夏目漱石が、明治34年ロンドンに留学していた時にバックハウスを聴いている。その時のお目当てはイタリア人歌手、アデリーナ・パッティの独唱会だったのでピアノについての言及はない。この時、グリーグとリストの小品を弾いているが夏目漱石の耳にはどう聴こえたのだろう。鍵盤の獅子王と異名をとる日本でとりわけ人気の高いピアニスト、バックハウスによるベートーベンの協奏曲。バックハウスのピアノは言い尽くされている通り、特徴が無いのが特徴といえるでしょうか。
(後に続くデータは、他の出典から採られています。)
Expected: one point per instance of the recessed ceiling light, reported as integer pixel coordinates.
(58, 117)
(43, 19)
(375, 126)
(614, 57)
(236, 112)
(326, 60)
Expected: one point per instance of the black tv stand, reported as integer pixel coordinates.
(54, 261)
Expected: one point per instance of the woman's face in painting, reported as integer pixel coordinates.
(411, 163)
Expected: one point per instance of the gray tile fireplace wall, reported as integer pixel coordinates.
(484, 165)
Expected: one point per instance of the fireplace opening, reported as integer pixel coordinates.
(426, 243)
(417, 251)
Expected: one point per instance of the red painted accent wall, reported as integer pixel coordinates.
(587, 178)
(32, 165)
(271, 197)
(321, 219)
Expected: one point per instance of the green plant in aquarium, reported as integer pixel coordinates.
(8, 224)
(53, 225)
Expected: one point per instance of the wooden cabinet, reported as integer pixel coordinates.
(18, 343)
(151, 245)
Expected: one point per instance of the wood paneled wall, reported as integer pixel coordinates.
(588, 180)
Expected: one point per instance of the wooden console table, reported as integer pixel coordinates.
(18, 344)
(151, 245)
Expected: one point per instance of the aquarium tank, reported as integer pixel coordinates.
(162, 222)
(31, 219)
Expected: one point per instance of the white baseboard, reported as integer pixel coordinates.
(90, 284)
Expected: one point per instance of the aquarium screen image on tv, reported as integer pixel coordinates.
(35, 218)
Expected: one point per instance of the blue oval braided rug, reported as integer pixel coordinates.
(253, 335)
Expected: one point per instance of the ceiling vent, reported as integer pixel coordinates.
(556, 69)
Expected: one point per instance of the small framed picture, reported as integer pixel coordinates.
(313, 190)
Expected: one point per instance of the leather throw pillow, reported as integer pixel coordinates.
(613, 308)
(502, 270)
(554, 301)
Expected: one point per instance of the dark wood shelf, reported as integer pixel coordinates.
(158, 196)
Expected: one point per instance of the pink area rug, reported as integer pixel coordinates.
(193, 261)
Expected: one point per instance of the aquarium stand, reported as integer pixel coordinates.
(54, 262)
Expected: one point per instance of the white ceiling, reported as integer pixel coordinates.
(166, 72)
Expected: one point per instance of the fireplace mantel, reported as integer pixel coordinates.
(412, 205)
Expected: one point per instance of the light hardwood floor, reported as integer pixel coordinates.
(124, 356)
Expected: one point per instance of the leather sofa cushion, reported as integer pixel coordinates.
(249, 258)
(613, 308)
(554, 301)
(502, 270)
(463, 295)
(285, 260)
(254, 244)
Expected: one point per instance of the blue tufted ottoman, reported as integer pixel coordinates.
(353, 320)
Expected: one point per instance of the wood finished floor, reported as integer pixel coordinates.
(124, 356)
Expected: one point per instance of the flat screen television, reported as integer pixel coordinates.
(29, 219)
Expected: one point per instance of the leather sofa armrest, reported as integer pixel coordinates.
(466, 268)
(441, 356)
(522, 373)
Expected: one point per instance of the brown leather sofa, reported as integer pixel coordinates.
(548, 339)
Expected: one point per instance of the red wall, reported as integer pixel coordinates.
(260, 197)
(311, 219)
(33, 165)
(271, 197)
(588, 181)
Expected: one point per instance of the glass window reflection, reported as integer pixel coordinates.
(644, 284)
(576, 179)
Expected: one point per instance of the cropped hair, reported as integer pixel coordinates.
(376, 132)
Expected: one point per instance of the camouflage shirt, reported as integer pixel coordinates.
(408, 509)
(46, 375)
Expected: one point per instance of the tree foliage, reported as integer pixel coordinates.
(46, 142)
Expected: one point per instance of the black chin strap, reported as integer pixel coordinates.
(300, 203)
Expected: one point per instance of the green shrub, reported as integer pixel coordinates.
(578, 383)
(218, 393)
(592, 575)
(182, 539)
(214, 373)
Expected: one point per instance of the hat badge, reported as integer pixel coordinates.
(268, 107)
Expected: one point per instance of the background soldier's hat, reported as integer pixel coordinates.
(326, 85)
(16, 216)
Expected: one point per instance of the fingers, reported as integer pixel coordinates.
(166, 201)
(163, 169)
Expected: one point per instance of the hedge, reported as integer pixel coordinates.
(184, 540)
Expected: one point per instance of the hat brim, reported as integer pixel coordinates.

要は、テクニックをひけらかすわけでもなく、その澄んだ音色ともあいまって、ひどくシンプルなのです。でも、繰り返し聞いていると何か、そのピアノが、まるで、融通無碍の境地で、自由にベートーベンの音符と戯れているように、静かな所は静かに、激しいところは激しく聴こえて来るところが、彼の魅力と言えるでしょうか。このバックハウスを土台からしっかり支えているのが、壮年期で充実しかけたイッセルシュテット。テンポも速く、劇的な演出はどこにもないが、曲が進むに連れて熱気を帯びてくる。ベートーヴェンの若さが溢れているし、ベートーヴェンがその当時足場を固めていた煌びやかな社交界の雰囲気も醸し出しているとも思う。お互いに晩年に差し掛かり枯れた境地が伝わって参ります。イッセルシュテットの解釈であろうが、ウィーンフィルの奏者達のバックハウスへの献身こそが活気を呼び起こしているのかもしれないと常々思います。この巨匠にとって最後のベートーヴェン協奏曲全集になるであろうことを指揮者もオーケストラも噛みしめて、最高のサポートをしています。英 Decca の録音は、バックハウスとウィーン・フィルのもっともよい響きの勘所を熟知、音圧が高く、音に密度と力がある。高域の空間と伸びは適度。低域は空間が広く、密度のある音。チェロをはじめとする弦楽器も温かい音色で、高低の分離も良いアコースティックな響きを伴って迫ってくる。バックハウス晩年のステレオ録音による比類なく美しい名演です。